Tel est le constat sur l'état de la société que fait François un prof d'université spécialiste d'histoire du cinéma . François a tout perdu. Et cela bien avant que la société connaisse la déliquescence dont il est un témoin impuissant à défaut d'en être un acteur.
La mort de sa femme Faustine a été un premier traumatisme. Il n'a pas supporté de vieillir et s'est retrouvé livré à lui-même, incapable de gérer sa déconnection progressive d'avec un monde qu'il ne reconnaissait plus et dans lequel il ne se retrouvait plus.
Je n'en dirai pas plus au risque de dévoiler des pans de l'histoire qu'il faut laisser découvrir aux futures lectrices et lecteurs.
La société n'a pas été tendre avec lui et après plusieurs péripéties qui le conduisent aux marges de ce qui est admis, il se retrouve sur la route avec ses certitudes, son savoir et rien d'autre pour tout viatique.

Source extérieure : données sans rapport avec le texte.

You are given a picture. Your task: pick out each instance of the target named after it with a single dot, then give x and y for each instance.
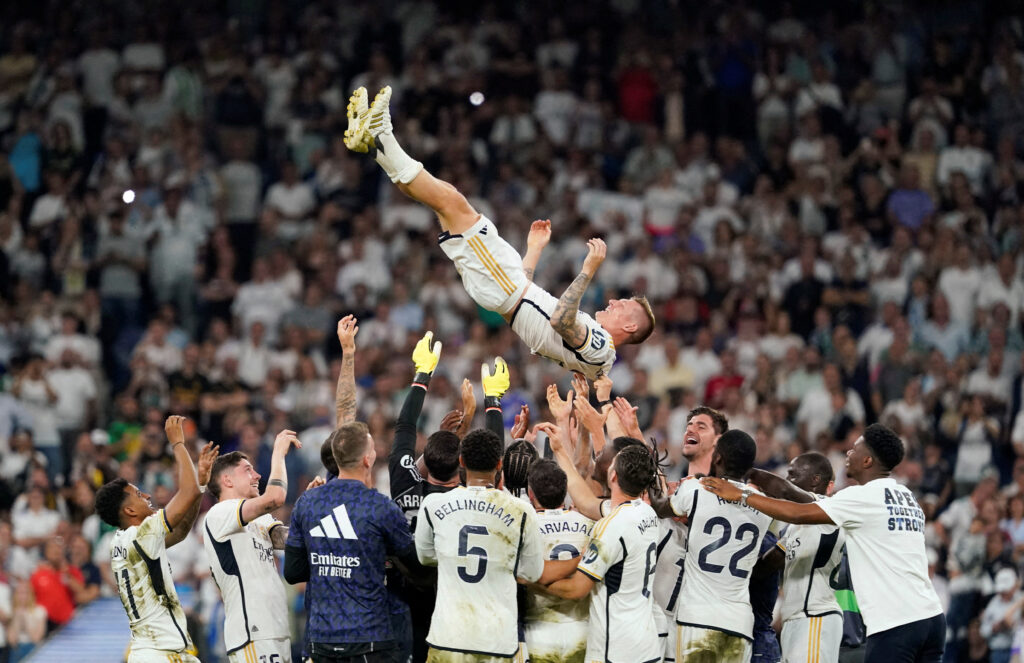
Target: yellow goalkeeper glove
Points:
(495, 385)
(424, 358)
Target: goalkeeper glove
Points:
(426, 358)
(495, 385)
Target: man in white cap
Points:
(1001, 616)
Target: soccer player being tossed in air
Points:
(138, 552)
(494, 274)
(241, 536)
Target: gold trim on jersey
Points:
(488, 261)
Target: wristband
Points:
(422, 379)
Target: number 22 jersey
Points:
(480, 539)
(722, 547)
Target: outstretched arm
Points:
(563, 318)
(540, 235)
(779, 509)
(344, 403)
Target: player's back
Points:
(812, 553)
(531, 321)
(480, 539)
(621, 558)
(723, 544)
(138, 561)
(565, 534)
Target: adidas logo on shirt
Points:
(335, 527)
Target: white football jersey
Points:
(722, 548)
(621, 558)
(138, 560)
(565, 534)
(812, 553)
(671, 561)
(481, 539)
(531, 321)
(244, 566)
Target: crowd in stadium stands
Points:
(822, 203)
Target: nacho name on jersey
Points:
(330, 565)
(904, 513)
(474, 505)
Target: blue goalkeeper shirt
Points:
(344, 532)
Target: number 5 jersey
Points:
(481, 539)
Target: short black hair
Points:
(818, 463)
(441, 455)
(635, 469)
(885, 445)
(110, 499)
(515, 464)
(480, 450)
(737, 451)
(221, 465)
(719, 420)
(327, 457)
(549, 483)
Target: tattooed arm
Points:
(344, 400)
(540, 235)
(563, 318)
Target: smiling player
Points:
(494, 274)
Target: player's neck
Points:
(479, 480)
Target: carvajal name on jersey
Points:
(330, 565)
(474, 505)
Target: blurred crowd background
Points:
(822, 201)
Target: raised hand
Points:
(347, 329)
(207, 455)
(559, 409)
(596, 250)
(521, 424)
(285, 441)
(424, 357)
(540, 235)
(496, 385)
(174, 427)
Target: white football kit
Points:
(492, 273)
(138, 560)
(245, 569)
(714, 612)
(885, 542)
(621, 558)
(481, 539)
(669, 581)
(812, 619)
(556, 628)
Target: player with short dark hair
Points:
(885, 532)
(138, 548)
(714, 616)
(556, 629)
(338, 543)
(241, 538)
(481, 539)
(495, 275)
(617, 570)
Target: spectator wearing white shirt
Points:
(963, 157)
(961, 283)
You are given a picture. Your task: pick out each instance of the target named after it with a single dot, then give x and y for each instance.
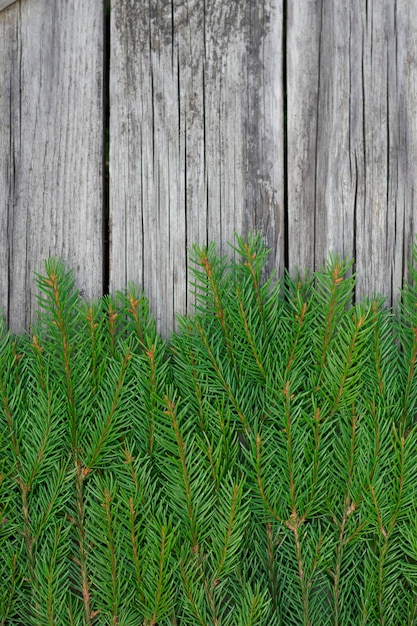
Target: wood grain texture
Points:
(352, 137)
(5, 3)
(51, 140)
(196, 130)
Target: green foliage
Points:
(260, 468)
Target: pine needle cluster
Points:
(257, 469)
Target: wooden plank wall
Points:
(51, 147)
(298, 119)
(198, 115)
(352, 143)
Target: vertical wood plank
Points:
(196, 141)
(351, 146)
(51, 137)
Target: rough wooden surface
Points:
(5, 3)
(352, 112)
(196, 133)
(204, 98)
(51, 147)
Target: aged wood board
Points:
(196, 138)
(352, 142)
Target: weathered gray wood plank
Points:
(5, 3)
(196, 129)
(51, 147)
(351, 136)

Le danger est partout pour un homme seul alors que le phénomène de bande devient une règle de vie. Il a un objectif mais le chemin qui l'y conduit est parsemé d'embuches.
Il imagine encore pouvoir prendre un train, mais lorsqu'il demande la direction de la gare dans la ville de Belgrand où il a réussi à parvenir, un facteur lui répond :
« C'est tout droit. Mais si c'est pour prendre un train… »
C'est là qu'il rencontre Constance Dreyer, une jeune suissesse, violoncelliste en rupture de famille.
Cette association baroque, si elle leur permet de faire face aux événements, ne manque pas de susciter des convoitises. Lorsqu'ils se retrouvent prisonniers de la « section Jura libre » une bande d'adolescents dirigés par un homme plus âgé « le révérend Richard Moll» qui les mystifie en les assurant de l'importance de leur rôle contre «(…) la chute de notre civilisation. »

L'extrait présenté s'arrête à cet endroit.